The cause at length began, and it was so interesting that I listened with almost breathless attention, feeling, for the first time, what deep and agitating interest a court of justice can sometimes excite, and what a fearful picture it can hold up to the young of human depravity; for, as this cause went on, the witness for the accused, and the witness for the accuser, both swore in direct opposition to each other! One of them therefore was undoubtedly perjured! and I had witnessed the commission of this awful crime!

Never shall I forget that moment; as it seemed very soon to be the general conclusion, that my acquaintance was the person perjured. I felt a pain wholly unknown before, and though I rejoiced that my friend, the accused, was declared wholly innocent of the charge brought against him, I was indeed sorry that I should never be able to salute my old acquaintance with such cordiality in future, when he passed my window, as this stain rested on his reputation; but that window he was never to pass again!
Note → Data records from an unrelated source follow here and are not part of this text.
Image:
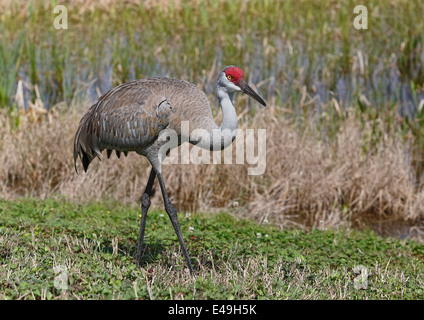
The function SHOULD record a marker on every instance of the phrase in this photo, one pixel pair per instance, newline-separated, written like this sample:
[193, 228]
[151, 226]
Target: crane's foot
[172, 213]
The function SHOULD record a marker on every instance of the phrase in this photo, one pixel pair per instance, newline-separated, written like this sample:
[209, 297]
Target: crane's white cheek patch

The next morning before I was up, (for beginning influenza confined me to my bed,) the servant ran into the room to inform me that poor —— had been found dead in his bed, with strong suspicions of suicide by poison!

Instantly I dressed myself, forgetting my illness, and went in search of more information. Well do I remember the ghastly expression of the wretched man’s countenance as he left the court. I saw his bright grey eye lifted up in a sort of agony to heaven, with, as I supposed, the conviction that he was retiring in disgrace, and I had been told what his lips uttered, while his eyes so spoke. “What! are you going,” said a friend to him. “Yes; why not? What should I stay for now?” and his tone and manner bore such strong evidence of a desponding mind, that these words were repeated as confirming the belief that he had destroyed himself.

I never can forget with what painful feelings I went back to my chamber, the sensation of illness forgotten, by the sufferings of my mind!

What would I not have given to hear that the poor man who had thus rushed unbidden into the presence of his heavenly judge, urged by the convictions of having been condemned in the presence of an earthly one, was innocent of this second crime! It had been terrible to believe him guilty of the first.

My mind was so painfully full of this subject, that it was always uppermost with me; and, to increase my suffering, the unhappy man’s grave was dug immediately opposite our windows; and although I drew down the blinds all day long, I heard the murmuring voices of the people talking over the event, some saying he was an injured man, and venting curses on the heads of those who had brought him to that pass. The verdict having been that “he was found dead in his bed,” the interment took place in the usual manner; and it did so early in the morning. I took care to avoid the front of the house till all was over; and when the hour in the following morning arrived, at which I used to go to the window, and receive the bow and smile of our neighbour, I remembered with bitter regret that I should see him no more, as he lay beneath the wall before me.

Even while I am writing, the whole scene in the court, and the frightful results, live before me with all the vividness of early impressions; and I can scarcely assert, that, at any future stage of life, I ever experienced emotions more keen or more enduring.

Judge Gould came to Norwich again the next year, and as I heard he had inquired for me, I was not long in going to court. One of his first questions was concerning the result of the Usury cause, which he had found so interesting, and he heard with much feeling what I had to impart. I thought my kind friend seemed full a year older; and when I took leave of him I did not expect to see him again. Perhaps the invitation which he gave me, was a proof of a decay of faculties; for he said that if ever I came to London, he lived in such a square, (I forget the place,) and should be pleased to introduce me to his daughter Lady Cavan. I did go to London before he died, but I had not courage enough to call on Sir Henry Gould; I felt it was likely that he had forgotten me, and that he was unlikely to exclaim, like my friends at the bedlam, “Oh! here’s the young girl from St. George’s!”

It may be remembered that in the short memorial of her earlier days, given in the preceding chapter, Mrs. Opie says that her attention was drawn away from an interest that was becoming too absorbing in the unhappy inmates of the bedlam, by new sources of occupation and interest. “Dancing and French school,” she says, “soon gave another turn to my thoughts, and excited in me other views and feelings.” The master who first instructed her to thread the gay mazes of the dance was one, “Christian,” a man well skilled in his art, and who attained such celebrity in it, that the room in which he taught is still called after him, “Christian’s room.” Here the young Amelia received her first lessons in dancing; and in after years she was wont to refer to those days, and would close her recollections of the worthy Christian, by telling how on one occasion, when she and her husband were in Norwich, they accompanied a friend to see the Dutch Church. “The two gentlemen were engaged in looking around and making their observations; and I, finding myself somewhat cold, began to hop and dance upon the spot where I stood. Suddenly, my eyes chanced to fall upon the pavement below, and I started at beholding the well-known name of ‘Christian,’ graved upon the slab; I stopped in dismay, shocked to find that I had actually been dancing upon the grave of my old master—he who first taught me to dance!”